24 is smallest prefix you can advertise to the internet. So if you have two blocks you can preference them differently for inbound. And hence active active.
You could advertise same block to both ISP same attributes then pot luck which inbound path is better, you'll get asymmetry.
Full tables let's you take optimal link bgp wise outbound. Again asymmetry. Which is fine from a pure routing pov but messes with services which tend to be stateful
There's also pbr and other duct tape. LOL
I got where you are coming from, from an inbound perspective. But from an outbound perspective, what is the best way to "load share" outgoing traffic. Would this be to advertise two defaults to downstream iBGP peers, and then allow maximum-paths?
Or advertise through route maps a prefix range (0-127), (then anything else). One goes advertises out one router, and the rest out the other.
Last place we used one ISP link for inbound, the other ISP link for outbound. Later on, had to apply filtering to advertise subnet routes from either one when one of the pipes got full..

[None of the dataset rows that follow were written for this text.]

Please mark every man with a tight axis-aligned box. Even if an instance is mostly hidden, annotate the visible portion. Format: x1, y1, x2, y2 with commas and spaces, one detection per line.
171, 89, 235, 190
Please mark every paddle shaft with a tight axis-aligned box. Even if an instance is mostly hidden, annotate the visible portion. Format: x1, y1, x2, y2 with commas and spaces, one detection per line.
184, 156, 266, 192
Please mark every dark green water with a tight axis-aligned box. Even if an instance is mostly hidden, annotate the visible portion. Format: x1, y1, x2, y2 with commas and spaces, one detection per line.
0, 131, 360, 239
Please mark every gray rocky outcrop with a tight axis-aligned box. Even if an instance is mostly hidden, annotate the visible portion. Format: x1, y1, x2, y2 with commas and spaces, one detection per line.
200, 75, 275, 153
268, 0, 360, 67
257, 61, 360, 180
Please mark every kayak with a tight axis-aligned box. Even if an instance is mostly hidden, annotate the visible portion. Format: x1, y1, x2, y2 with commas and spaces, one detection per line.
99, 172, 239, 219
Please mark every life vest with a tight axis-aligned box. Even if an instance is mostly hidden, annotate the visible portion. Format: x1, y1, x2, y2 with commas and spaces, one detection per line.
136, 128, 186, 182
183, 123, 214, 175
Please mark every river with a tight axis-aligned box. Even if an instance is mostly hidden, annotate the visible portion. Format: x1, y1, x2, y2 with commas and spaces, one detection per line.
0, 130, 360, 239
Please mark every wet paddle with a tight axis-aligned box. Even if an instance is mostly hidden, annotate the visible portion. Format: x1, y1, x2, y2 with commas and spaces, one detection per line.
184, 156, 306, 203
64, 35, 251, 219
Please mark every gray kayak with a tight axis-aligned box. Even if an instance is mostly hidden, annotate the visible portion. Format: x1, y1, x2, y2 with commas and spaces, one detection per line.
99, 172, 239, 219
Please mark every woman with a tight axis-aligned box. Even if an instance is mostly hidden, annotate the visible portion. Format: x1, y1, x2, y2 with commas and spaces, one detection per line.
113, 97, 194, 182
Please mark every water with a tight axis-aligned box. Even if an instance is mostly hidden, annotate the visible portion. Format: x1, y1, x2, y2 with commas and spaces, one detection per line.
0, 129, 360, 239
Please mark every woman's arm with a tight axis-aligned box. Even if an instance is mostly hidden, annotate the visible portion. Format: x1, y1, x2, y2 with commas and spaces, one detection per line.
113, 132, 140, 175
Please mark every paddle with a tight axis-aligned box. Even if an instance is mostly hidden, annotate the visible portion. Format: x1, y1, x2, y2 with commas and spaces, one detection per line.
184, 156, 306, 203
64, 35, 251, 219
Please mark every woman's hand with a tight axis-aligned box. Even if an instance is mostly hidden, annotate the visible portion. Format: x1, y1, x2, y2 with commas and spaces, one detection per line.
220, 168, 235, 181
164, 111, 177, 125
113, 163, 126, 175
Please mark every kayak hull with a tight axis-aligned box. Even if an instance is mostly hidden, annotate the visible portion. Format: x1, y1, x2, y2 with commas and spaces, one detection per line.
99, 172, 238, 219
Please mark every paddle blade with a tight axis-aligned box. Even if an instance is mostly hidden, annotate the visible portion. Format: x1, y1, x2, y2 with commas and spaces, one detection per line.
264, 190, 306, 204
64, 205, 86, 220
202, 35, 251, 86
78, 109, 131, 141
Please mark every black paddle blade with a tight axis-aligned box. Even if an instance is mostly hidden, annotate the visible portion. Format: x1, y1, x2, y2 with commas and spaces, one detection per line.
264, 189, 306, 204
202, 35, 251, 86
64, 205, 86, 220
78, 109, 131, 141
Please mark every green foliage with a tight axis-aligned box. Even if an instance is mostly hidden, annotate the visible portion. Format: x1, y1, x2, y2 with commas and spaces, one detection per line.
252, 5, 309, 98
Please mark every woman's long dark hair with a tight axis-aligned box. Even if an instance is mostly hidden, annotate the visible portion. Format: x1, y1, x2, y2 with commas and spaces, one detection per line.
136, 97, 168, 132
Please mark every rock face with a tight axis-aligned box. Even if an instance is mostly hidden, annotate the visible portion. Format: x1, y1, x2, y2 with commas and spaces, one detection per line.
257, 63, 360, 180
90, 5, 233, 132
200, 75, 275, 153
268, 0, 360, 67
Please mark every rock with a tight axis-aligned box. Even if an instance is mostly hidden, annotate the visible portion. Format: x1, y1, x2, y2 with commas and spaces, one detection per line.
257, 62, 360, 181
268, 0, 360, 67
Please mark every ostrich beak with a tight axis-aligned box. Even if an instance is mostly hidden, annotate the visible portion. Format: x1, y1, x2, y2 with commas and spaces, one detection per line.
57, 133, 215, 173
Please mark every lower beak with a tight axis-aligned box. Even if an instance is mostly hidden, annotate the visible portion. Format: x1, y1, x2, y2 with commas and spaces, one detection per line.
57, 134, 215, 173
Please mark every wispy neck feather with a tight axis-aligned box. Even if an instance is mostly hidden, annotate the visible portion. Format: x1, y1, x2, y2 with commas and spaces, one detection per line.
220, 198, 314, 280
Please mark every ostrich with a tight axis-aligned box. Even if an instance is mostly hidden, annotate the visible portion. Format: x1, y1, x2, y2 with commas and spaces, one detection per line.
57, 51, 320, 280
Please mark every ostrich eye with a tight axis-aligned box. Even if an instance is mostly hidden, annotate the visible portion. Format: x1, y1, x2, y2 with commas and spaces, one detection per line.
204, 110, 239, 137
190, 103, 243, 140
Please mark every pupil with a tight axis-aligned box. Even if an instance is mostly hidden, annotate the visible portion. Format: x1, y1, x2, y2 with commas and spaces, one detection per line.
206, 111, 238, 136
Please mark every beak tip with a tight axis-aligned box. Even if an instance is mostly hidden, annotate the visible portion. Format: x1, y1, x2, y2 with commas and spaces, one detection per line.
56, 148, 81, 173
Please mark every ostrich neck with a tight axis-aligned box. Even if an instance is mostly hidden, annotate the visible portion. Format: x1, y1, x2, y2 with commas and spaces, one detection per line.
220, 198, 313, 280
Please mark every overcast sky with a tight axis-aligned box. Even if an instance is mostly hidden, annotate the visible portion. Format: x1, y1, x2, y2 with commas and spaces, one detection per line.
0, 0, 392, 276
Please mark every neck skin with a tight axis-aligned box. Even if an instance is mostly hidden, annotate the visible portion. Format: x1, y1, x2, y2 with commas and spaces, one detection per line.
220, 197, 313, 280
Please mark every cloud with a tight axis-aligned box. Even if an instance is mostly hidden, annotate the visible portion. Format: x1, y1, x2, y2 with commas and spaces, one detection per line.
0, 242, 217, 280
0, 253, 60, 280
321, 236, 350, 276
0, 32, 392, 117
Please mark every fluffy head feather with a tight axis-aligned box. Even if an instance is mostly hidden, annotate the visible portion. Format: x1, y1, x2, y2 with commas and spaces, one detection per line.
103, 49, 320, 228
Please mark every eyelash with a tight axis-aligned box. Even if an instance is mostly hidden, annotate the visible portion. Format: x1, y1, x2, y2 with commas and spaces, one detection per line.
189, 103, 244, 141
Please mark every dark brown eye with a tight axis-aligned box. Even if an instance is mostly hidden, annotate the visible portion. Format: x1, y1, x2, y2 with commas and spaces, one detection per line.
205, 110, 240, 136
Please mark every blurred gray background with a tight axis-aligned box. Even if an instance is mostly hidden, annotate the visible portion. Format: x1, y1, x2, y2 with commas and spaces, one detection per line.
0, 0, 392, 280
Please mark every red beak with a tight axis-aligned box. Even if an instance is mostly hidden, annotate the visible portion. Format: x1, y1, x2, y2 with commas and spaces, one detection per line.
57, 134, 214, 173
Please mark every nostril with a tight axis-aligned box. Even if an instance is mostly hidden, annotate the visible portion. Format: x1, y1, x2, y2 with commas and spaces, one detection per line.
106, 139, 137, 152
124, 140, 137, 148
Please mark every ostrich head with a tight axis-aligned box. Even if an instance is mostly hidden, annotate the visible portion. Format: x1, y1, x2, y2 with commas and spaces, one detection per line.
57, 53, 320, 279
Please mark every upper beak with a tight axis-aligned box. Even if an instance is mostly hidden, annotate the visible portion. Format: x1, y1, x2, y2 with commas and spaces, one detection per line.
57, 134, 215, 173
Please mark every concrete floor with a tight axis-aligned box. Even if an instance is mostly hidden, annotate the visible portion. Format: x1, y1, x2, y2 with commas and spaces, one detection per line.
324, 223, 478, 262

Yeah. I believe I have a few options because you could either:
1) Advertise two full tables
2) Advertise two partial tables, and two defaults from the providers (then use maximum paths + multi path relax)?
3)?
Rule #1: Do Not make yourself a transit link between the two ISP's
Rule #2: Always use BFD
Quote from: ristau5741 on July 13, 2017, 06:28:31 AM
Rule #1: Do Not make yourself a transit link between the two ISP's
Is there a story to go with this? :drama:
What I would probably do is
Give Core 1 (or whatever your 1st hop out of the edge is) a default static route to Edge 1, and a crappy static route to Edge 2. (redistribute the static route)
Give Core 2 a default static route to Edge 2 and a crappy static route to Edge 1. (redistribute the static route)

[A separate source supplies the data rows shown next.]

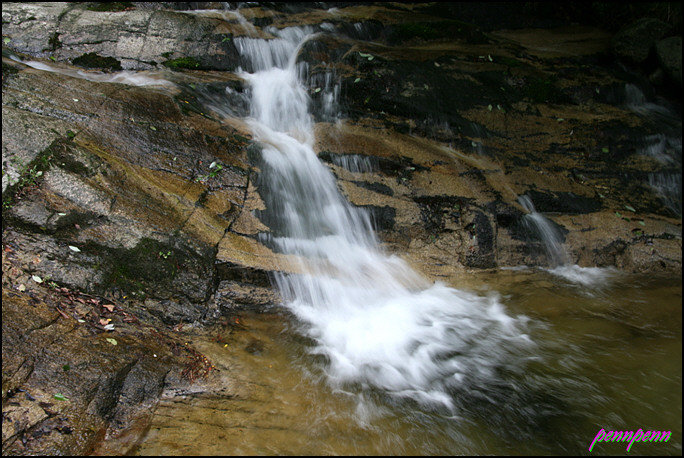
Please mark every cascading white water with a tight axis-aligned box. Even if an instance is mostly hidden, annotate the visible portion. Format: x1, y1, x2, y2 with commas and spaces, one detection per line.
518, 195, 568, 267
236, 28, 531, 408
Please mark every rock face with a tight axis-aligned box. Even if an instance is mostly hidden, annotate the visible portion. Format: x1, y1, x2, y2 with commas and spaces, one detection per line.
2, 2, 681, 454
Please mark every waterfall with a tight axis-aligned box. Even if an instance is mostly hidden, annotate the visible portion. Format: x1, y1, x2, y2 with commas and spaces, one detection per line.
235, 27, 531, 410
518, 195, 568, 267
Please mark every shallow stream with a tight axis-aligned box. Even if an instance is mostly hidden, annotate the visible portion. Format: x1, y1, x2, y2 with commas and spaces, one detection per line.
136, 269, 682, 455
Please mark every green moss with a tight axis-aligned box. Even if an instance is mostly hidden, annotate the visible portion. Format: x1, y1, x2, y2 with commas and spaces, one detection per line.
72, 52, 122, 71
2, 138, 61, 210
88, 2, 135, 13
162, 57, 200, 70
48, 32, 62, 52
104, 238, 181, 292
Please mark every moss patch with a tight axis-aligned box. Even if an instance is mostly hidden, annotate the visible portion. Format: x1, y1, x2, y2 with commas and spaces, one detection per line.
162, 57, 200, 70
102, 238, 183, 295
88, 2, 135, 13
72, 52, 122, 71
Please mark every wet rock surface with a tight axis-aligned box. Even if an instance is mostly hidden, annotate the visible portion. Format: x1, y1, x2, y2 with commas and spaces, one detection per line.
2, 2, 681, 455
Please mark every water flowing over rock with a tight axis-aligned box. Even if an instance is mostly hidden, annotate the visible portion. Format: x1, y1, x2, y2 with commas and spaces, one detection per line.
2, 2, 681, 454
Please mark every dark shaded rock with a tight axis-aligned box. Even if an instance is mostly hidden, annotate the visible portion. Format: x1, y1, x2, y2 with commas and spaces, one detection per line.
655, 36, 682, 91
359, 205, 397, 231
525, 189, 602, 214
612, 18, 670, 64
465, 210, 496, 269
72, 52, 121, 71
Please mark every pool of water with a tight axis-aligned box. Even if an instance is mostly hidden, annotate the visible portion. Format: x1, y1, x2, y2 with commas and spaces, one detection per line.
135, 268, 682, 455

Edge 1 and 2 have iBGP running between them, but don't advertise routes they learn from one another out to the ISPs (In theory your ISP should limit what routes they learn from you, but unless you want to pay your ISPs to move data between them I would advise against trusting them). I would advise setting up your BGP metric so Edge 1 to use ISP 1 and Edge 2 to use ISP 2. If you have a full BGP table if a route isn't being advertised from 1 ISP but it is for the other the traffic will go to the appropriate Edge and still make it out, if you don't have a full BGP table if one ISP goes down you still go out the other edge.
Now you just need to tweek your routing on the Distribution devices to prefer Core1 or Core2, in this way you can balance how much traffic is going out which ISP by moving your Distribution devices between cores. This lets you have more control especially if you are doing a full BGP table. For example if you are at a collage the ISP with the better route to Netflix, hulu, and youtube will always be getting hit way harder than the one with the worse routes.

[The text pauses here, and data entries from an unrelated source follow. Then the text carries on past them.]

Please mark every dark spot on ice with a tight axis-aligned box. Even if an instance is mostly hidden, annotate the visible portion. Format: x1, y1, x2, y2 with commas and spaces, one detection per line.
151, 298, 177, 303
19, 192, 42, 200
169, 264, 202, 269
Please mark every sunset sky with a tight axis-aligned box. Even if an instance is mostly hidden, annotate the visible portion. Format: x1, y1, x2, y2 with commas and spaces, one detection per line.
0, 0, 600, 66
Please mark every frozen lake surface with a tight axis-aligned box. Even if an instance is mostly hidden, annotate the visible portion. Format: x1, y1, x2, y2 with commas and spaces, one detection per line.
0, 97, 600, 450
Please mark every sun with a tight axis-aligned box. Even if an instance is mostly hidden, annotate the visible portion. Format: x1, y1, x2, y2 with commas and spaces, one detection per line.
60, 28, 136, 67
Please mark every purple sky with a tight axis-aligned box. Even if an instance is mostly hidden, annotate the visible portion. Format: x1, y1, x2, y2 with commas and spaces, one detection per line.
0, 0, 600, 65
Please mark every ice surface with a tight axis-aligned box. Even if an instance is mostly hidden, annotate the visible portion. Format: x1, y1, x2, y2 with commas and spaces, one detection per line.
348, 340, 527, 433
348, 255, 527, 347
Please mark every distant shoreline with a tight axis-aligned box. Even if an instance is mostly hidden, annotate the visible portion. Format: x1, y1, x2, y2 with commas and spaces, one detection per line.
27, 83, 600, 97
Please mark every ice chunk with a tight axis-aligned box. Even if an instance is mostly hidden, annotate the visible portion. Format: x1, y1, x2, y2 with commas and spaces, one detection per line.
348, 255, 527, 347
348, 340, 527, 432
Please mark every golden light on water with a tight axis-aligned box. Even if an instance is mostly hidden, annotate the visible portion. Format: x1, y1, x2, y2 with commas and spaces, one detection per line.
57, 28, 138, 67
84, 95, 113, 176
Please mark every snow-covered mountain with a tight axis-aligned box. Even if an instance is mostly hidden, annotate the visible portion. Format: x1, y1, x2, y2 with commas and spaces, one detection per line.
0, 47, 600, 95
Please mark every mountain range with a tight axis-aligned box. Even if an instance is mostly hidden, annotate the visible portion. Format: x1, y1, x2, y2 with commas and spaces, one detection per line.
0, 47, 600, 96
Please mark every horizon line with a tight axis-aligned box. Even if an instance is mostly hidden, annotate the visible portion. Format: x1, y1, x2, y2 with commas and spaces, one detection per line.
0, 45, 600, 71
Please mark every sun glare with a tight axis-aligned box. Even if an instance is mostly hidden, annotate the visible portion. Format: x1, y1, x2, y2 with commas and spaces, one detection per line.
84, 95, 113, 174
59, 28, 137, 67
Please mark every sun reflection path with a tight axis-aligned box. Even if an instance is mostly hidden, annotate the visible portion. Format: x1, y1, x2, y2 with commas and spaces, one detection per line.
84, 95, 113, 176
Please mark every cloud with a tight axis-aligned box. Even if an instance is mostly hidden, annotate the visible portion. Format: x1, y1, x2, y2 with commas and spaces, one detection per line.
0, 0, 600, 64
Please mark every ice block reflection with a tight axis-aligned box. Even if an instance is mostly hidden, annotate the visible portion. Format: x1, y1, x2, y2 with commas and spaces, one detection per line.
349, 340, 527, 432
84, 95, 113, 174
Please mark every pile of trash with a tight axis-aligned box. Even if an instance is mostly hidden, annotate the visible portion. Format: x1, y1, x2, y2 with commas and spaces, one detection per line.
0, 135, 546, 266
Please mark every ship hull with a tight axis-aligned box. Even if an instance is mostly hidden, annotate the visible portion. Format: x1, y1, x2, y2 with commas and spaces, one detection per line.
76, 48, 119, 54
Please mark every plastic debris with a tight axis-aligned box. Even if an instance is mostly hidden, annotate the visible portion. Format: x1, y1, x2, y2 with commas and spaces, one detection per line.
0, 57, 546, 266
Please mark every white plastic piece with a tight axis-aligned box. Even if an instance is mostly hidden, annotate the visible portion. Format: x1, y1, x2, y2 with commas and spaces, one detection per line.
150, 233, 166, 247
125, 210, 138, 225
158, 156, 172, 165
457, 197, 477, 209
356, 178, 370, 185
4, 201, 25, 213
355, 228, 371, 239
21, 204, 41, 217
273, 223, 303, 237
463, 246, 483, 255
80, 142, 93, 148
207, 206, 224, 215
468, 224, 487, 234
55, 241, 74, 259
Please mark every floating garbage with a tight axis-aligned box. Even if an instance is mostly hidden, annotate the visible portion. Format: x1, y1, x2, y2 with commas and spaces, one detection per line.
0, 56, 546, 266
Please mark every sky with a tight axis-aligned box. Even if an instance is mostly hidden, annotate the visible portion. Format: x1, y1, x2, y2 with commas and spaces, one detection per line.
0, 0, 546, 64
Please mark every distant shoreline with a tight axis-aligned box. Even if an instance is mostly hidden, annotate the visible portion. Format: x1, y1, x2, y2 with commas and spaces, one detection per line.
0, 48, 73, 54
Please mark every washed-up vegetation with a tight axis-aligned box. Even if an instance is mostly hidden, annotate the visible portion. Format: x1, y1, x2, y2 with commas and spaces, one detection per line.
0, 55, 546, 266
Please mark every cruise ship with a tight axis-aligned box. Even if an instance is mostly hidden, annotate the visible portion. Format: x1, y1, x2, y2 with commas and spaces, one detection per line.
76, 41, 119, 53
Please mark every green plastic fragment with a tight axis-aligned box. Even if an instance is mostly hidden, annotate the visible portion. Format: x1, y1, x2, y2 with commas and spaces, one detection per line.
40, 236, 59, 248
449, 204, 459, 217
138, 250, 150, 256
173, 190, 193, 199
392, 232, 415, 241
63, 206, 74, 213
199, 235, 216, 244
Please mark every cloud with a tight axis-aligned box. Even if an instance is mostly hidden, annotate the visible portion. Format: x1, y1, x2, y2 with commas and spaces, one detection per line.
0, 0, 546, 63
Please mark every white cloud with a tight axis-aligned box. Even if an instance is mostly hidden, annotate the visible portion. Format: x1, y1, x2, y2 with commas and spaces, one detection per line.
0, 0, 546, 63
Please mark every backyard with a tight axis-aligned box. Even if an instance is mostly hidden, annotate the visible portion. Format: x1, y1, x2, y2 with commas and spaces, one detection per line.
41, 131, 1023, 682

The main downside to this is if one of your cores go down one of your ISPs will get hammered.
To fix that last issue, have a condition on the proxy to block FB, YouTube, and NetFlix if it can't ping one core or the other.
That would work
Another option if you have a full BGP table is to have an IPSLA on the edge that monitors the core, If a core goes down it triggers an EEM script that modifies your BGP metric so they take the best BGP route. And another one that when the IPSLA comes back up it puts the BGP metric back.
re: outbound, I'd probably prefer to (not knowing your specific requirements) Keep It Simple Stupid as follows, if you are open to running full tables
- Full tables + iBGP in edge block
- ECMP into edge block
- let full tables take it wherever.
PBR is also another option, although rapidly gets messy.
If partial tables or straight default, what dlot says - each router prefers a different ISP then you can control which link yourself in your internal routing. However most of the time, for enterprise at least, outbound traffic is much less of a concern than inbound balancing.
If active/active is not mandatory, classic design using AS-PATH prepend out the secondary link and inbound local-pref - maximum stability and simplicity, also keeps jitter to minimum (deterministic).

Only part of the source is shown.